The Dataset: U.S. Customs and Border Protection’s ‘Automated Manifest System’ (AMS)

This year the challenge is based on a comprehensive dataset of the bills of lading header information from the U.S. Customs and Border Protection Agency’ Automated Manifest System (AMS), for incoming US shipments in 2018.

This dataset provides a fascinating look into the U.S. commercial trade, and therefore a huge part of the world trade. It provides information on goods that arrive at U.S. ports on containerized shipping from all over the world. With more than 16 million records for the first half of 2018, it is also a test for your data processing skills.

You might want to have a look at some of the insights that Ben Matheson has provided in this visualization.

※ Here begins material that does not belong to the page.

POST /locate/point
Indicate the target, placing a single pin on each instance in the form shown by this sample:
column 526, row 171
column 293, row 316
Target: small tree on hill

Did you know that Alaska’s Bering Sea is the marine highway for thousands of transits between the two largest economies, China and the USA?

The Challenge: Mapping trade

The AMS dataset is rich with both macro-economic signals and microeconomic information on exporting companies.  In order to please every Data Scientist at FEIII 2019, we have designed the following two tasks:

  • A SCORED Task will focus on finding exporters for a given product and country. Such reference datasets have significant commercial value, i.e., exporters usually target customers for a financial services company.
  • An OPEN task that targets the creativity of the participants and may answer interesting questions such as:
  • Summary of trends; visualization of flows; outliers.
  • Given an industry sector, characterize the most significant products, sources, and ports.
  • Given a product, identify potential bottlenecks including sources and ports of entry.

The Timeline

  • March 10: Release Datasets.
  • April 22: Abstract submission to DSMM Workshop.
  • May 1: Early registration deadline for SIGMOD 2019 and DSMM.
  • May 15: Scoring of participant solutions.
  • May 31: Camera-ready short paper submission to DSMM Workshop.
  • June 30: DSMM Workshop.

Still not sure about participating?

Have a look at the data! Try to find your favorite food or wine in the dataset browser provided by Enigma.

You will discover how real datasets challenge real data scientists.  Interested in unsupervised data cleaning, graph analytics, record linkage or collective text classification? How they scale to millions of records?

We look forward to receiving your submission by May and to welcoming you to SIGMOD in Amsterdam!